Task: count from 0 to 15 in all three bases. Notice how 4 bits of binary map to exactly one hex digit.

DenaryBinary (4-bit)Hex
000000
100011
200102
300113
401004
501015
601106
701117
810008
910019
101010A
111011B
121100C
131101D
141110E
151111F

What to notice: 4 bits run from 0000 to 1111 — that is exactly 16 different patterns (0 to 15). Each pattern has one matching hex digit.

Try It Yourself 12 min

🟢 Easy

Goal: State the base and the digit set of denary, binary and hexadecimal.

Hint: base = how many different digits; list them for each.

🟡 Medium

Goal: Using the 0–15 table, write the hex digit for the binary patterns 1010, 1100 and 1111.

Hint: read each 4-bit row straight off the worked-example table.

🔴 Stretch

Goal: Explain, in two sentences, why a programmer might write a colour as #FF0000 rather than as 24 binary digits.

Hint: think about reading and copying long binary by hand.

📝 Exam Practice 10 min

Answer the way the examiner expects — the command word and the marks tell you how much to write.

State[1 mark]

State the base of the hexadecimal number system.

Mark scheme
  • 16 / base 16 (1).
Give[1 mark]

Give one reason why hexadecimal is used instead of binary.

Mark scheme
  • It is shorter / easier for people to read / less likely to be copied wrongly / one hex digit represents 4 bits (1). Accept any one.
State[1 mark]

State how many different values 4 bits can represent.

Mark scheme
  • 16 (1).
Identify[1 mark]

Which row lists a valid digit for each base?
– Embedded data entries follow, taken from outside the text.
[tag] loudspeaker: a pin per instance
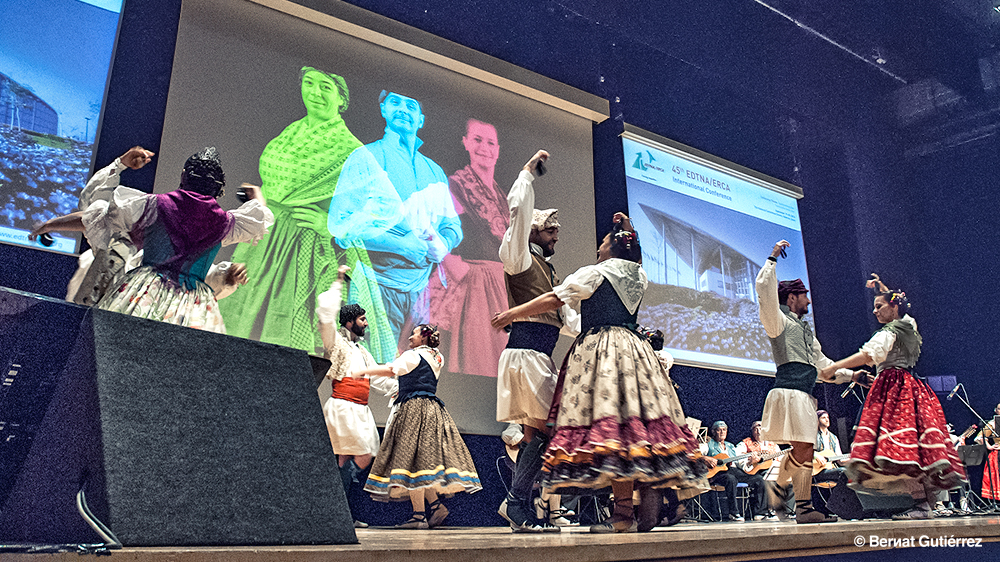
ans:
(177, 436)
(853, 504)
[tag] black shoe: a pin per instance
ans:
(518, 514)
(648, 512)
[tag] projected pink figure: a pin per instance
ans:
(473, 271)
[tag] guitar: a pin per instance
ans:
(824, 460)
(724, 460)
(766, 461)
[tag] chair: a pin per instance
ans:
(743, 498)
(828, 486)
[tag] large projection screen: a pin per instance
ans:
(236, 85)
(706, 227)
(54, 61)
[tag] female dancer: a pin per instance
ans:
(180, 233)
(991, 471)
(617, 419)
(422, 455)
(902, 444)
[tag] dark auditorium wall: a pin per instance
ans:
(729, 78)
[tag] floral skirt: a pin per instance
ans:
(421, 449)
(147, 294)
(991, 477)
(616, 416)
(902, 442)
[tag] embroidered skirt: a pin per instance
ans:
(617, 416)
(902, 442)
(422, 448)
(147, 294)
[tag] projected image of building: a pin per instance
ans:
(683, 255)
(20, 109)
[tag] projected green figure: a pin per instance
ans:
(314, 160)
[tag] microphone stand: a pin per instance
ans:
(988, 472)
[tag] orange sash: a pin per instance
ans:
(352, 390)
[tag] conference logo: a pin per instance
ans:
(644, 162)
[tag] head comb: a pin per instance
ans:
(203, 172)
(541, 220)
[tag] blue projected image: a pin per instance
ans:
(705, 235)
(54, 60)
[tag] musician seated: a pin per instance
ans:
(764, 460)
(826, 462)
(726, 472)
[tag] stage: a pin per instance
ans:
(686, 541)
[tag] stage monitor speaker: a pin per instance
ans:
(852, 504)
(178, 437)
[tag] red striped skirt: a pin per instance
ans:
(902, 441)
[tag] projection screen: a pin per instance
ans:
(706, 226)
(238, 84)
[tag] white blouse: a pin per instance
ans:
(628, 279)
(130, 208)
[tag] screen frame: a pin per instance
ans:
(721, 165)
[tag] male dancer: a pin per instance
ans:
(790, 410)
(349, 420)
(526, 375)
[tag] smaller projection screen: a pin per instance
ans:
(54, 61)
(707, 226)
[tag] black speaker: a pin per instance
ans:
(853, 504)
(177, 436)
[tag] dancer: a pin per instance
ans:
(349, 420)
(618, 420)
(423, 455)
(902, 444)
(991, 472)
(526, 375)
(790, 410)
(180, 232)
(98, 271)
(473, 272)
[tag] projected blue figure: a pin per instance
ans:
(404, 256)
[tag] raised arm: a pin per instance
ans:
(514, 252)
(103, 183)
(767, 293)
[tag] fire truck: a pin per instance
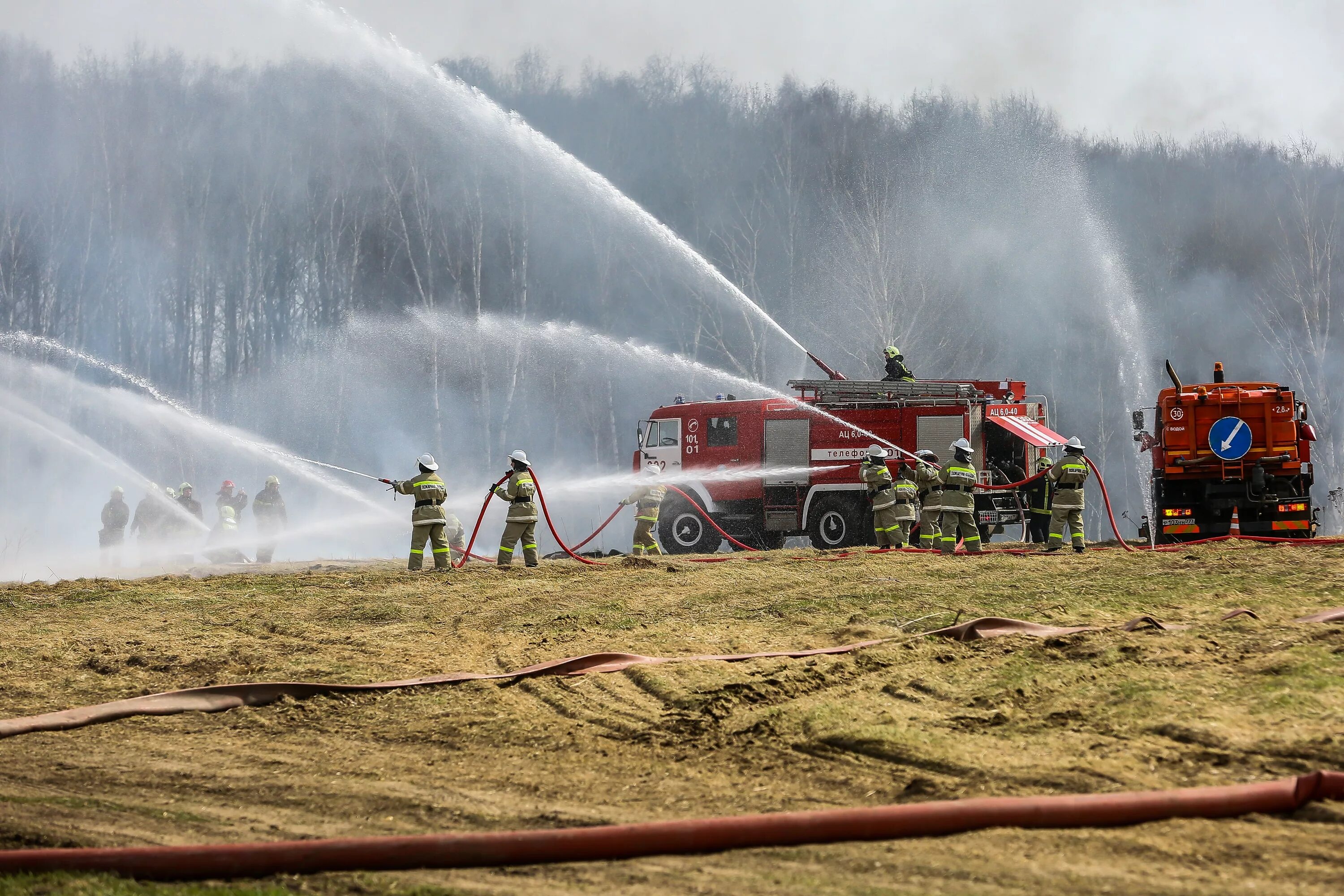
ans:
(808, 450)
(1223, 449)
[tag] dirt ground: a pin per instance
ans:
(912, 720)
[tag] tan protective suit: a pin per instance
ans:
(929, 489)
(647, 499)
(428, 519)
(883, 496)
(1066, 507)
(521, 523)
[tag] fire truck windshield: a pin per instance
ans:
(724, 432)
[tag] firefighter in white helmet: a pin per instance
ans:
(1066, 507)
(882, 496)
(521, 492)
(116, 515)
(647, 499)
(929, 489)
(428, 516)
(959, 500)
(272, 517)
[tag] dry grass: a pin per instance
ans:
(1219, 703)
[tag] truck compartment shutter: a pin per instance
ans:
(939, 433)
(787, 444)
(1030, 432)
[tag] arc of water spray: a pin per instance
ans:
(17, 338)
(514, 125)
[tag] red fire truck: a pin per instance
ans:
(1223, 448)
(810, 449)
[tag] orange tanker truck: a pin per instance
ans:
(1226, 452)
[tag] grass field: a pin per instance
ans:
(914, 719)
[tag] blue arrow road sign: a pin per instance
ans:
(1230, 439)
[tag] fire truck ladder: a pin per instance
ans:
(885, 393)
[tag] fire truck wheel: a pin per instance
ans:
(835, 524)
(682, 530)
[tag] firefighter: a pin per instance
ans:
(906, 504)
(456, 535)
(226, 497)
(882, 496)
(522, 513)
(187, 503)
(429, 519)
(272, 517)
(930, 499)
(647, 499)
(148, 523)
(1038, 504)
(897, 370)
(116, 515)
(1066, 505)
(959, 500)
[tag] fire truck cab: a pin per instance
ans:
(767, 469)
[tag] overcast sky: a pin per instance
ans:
(1265, 69)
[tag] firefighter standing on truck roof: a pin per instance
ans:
(648, 499)
(906, 503)
(882, 496)
(521, 523)
(1038, 504)
(1066, 504)
(428, 516)
(959, 501)
(897, 370)
(929, 488)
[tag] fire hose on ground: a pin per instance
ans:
(697, 836)
(699, 509)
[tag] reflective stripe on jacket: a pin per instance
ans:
(519, 492)
(648, 499)
(878, 478)
(964, 478)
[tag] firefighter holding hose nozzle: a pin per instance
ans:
(1066, 508)
(521, 492)
(647, 499)
(882, 496)
(959, 500)
(428, 516)
(897, 370)
(1038, 504)
(929, 489)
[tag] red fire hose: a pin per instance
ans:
(478, 527)
(619, 508)
(678, 837)
(710, 520)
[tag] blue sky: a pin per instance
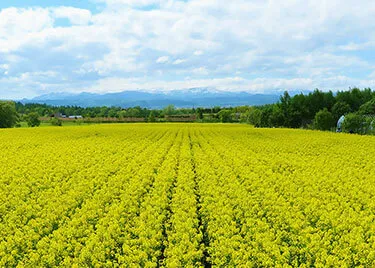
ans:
(256, 46)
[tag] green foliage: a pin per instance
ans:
(356, 123)
(340, 108)
(324, 120)
(169, 110)
(8, 114)
(33, 120)
(56, 121)
(225, 116)
(368, 108)
(151, 118)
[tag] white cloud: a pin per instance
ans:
(200, 71)
(293, 43)
(163, 59)
(77, 16)
(179, 61)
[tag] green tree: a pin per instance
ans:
(8, 114)
(56, 121)
(356, 123)
(151, 117)
(340, 108)
(368, 108)
(33, 120)
(169, 110)
(324, 120)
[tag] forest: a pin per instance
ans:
(315, 110)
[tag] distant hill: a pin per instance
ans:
(193, 97)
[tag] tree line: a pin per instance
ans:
(318, 110)
(315, 110)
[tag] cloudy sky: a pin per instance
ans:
(239, 45)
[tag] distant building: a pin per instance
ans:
(75, 117)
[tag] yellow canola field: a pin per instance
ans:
(185, 195)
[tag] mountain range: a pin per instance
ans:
(193, 97)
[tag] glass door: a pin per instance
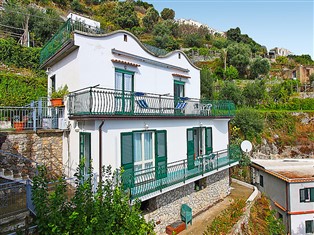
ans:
(124, 91)
(178, 92)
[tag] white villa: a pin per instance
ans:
(132, 108)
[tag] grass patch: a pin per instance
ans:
(224, 222)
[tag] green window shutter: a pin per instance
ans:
(208, 140)
(127, 160)
(190, 148)
(161, 154)
(124, 71)
(302, 195)
(312, 194)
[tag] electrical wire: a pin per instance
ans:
(17, 12)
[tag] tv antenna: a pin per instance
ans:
(246, 146)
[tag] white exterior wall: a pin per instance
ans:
(112, 129)
(298, 223)
(91, 64)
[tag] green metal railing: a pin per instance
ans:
(63, 35)
(101, 101)
(145, 181)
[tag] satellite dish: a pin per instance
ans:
(246, 146)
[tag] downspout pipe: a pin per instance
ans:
(288, 209)
(100, 149)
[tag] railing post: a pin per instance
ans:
(184, 169)
(90, 100)
(34, 119)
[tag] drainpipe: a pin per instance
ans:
(287, 206)
(100, 150)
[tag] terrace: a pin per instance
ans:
(150, 182)
(37, 115)
(97, 102)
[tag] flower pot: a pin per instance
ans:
(56, 102)
(18, 125)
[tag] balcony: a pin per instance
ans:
(37, 115)
(150, 182)
(97, 102)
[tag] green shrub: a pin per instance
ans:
(18, 90)
(250, 122)
(12, 53)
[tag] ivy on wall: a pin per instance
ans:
(14, 54)
(18, 90)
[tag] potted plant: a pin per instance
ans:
(5, 123)
(17, 123)
(56, 97)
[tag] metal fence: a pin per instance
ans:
(37, 115)
(12, 197)
(153, 179)
(104, 101)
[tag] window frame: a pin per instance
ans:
(261, 180)
(306, 194)
(309, 226)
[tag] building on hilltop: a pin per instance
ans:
(132, 108)
(273, 53)
(289, 183)
(198, 24)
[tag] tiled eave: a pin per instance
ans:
(180, 75)
(284, 178)
(143, 117)
(125, 62)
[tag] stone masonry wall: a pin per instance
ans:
(43, 147)
(168, 204)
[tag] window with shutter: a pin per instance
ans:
(309, 226)
(161, 154)
(127, 161)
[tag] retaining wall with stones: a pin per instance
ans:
(167, 206)
(43, 147)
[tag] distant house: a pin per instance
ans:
(273, 53)
(289, 183)
(133, 108)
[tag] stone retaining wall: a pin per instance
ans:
(43, 147)
(168, 204)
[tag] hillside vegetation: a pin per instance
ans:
(233, 66)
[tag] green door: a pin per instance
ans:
(190, 148)
(85, 153)
(208, 140)
(127, 161)
(161, 154)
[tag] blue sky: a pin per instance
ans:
(282, 23)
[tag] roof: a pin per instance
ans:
(290, 170)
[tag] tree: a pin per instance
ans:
(239, 56)
(150, 18)
(167, 14)
(254, 93)
(207, 84)
(234, 34)
(126, 15)
(41, 25)
(231, 73)
(107, 211)
(259, 67)
(193, 40)
(250, 122)
(230, 91)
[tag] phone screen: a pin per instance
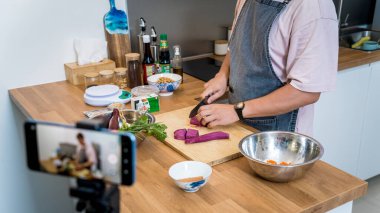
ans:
(81, 153)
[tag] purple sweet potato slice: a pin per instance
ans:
(180, 134)
(208, 137)
(192, 133)
(195, 121)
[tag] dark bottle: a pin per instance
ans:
(164, 54)
(148, 62)
(177, 61)
(134, 70)
(114, 121)
(155, 48)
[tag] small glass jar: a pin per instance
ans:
(91, 79)
(121, 77)
(107, 76)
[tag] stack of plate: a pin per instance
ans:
(105, 95)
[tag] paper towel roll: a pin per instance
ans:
(220, 47)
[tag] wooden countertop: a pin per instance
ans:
(348, 58)
(232, 187)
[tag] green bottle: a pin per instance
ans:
(164, 54)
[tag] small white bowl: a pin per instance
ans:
(166, 89)
(188, 170)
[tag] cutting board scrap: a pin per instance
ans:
(212, 152)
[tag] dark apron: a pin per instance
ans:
(251, 72)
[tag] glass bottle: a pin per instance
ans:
(140, 37)
(121, 77)
(177, 61)
(148, 62)
(155, 49)
(117, 35)
(164, 54)
(134, 70)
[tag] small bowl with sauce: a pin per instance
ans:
(190, 176)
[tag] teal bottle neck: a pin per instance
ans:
(112, 4)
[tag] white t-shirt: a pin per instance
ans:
(304, 48)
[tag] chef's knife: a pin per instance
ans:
(194, 111)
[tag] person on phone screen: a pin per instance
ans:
(85, 154)
(282, 56)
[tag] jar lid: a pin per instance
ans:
(132, 56)
(145, 90)
(91, 75)
(106, 72)
(120, 70)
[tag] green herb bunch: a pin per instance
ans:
(142, 124)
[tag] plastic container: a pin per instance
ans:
(107, 76)
(91, 79)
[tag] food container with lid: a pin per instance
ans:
(91, 79)
(107, 76)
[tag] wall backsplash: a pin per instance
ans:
(361, 11)
(192, 24)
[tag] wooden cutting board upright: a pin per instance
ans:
(212, 152)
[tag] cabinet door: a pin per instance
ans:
(369, 158)
(339, 118)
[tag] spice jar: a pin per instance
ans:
(121, 77)
(134, 70)
(91, 79)
(107, 76)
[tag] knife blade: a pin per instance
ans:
(194, 111)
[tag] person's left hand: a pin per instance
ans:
(217, 115)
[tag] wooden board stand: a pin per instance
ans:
(74, 72)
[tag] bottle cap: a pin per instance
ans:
(132, 56)
(163, 37)
(146, 38)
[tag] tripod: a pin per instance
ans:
(95, 196)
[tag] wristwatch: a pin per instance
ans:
(239, 109)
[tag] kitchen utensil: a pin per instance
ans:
(212, 152)
(299, 150)
(130, 117)
(166, 89)
(190, 175)
(194, 111)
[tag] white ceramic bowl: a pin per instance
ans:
(190, 169)
(166, 89)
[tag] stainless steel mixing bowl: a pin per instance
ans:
(300, 150)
  • A — Binary: 2 · Denary: 9 · Hex: F
  • B — Binary: 1 · Denary: 9 · Hex: G
  • C — Binary: 1 · Denary: 9 · Hex: F
  • D — Binary: 0 · Denary: A · Hex: F
Mark scheme
  • C (1) — binary digits are 0–1, denary 0–9, hex 0–9 then A–F. (A uses binary 2; B uses hex G; D uses denary A — all invalid.)

Recap & Key Terms 3 min

The base is how many digits a system uses. Denary is base 10, binary is base 2, hex is base 16. Computers use binary because components have two states; people use hex as a short way to write binary, with one hex digit per 4 bits.

Denary
The base-10 system using digits 0–9; the everyday number system.
Binary
The base-2 system using only the digits 0 and 1; each digit is a bit.
Hexadecimal
The base-16 system using digits 0–9 then A–F (A=10 … F=15); a short way to write binary.
Base
The number of different digits in a number system; it sets the value of each column.

Homework 1 min

Task (≤ 15 min): Without copying the lesson table, write the binary (4-bit) and hex values for denary 0, 5, 10 and 15.

Model answer
DenaryBinary (4-bit)Hex
000000
501015
101010A
151111F

Award marks for: correct binary patterns (1) and correct hex digits, including A and F (1).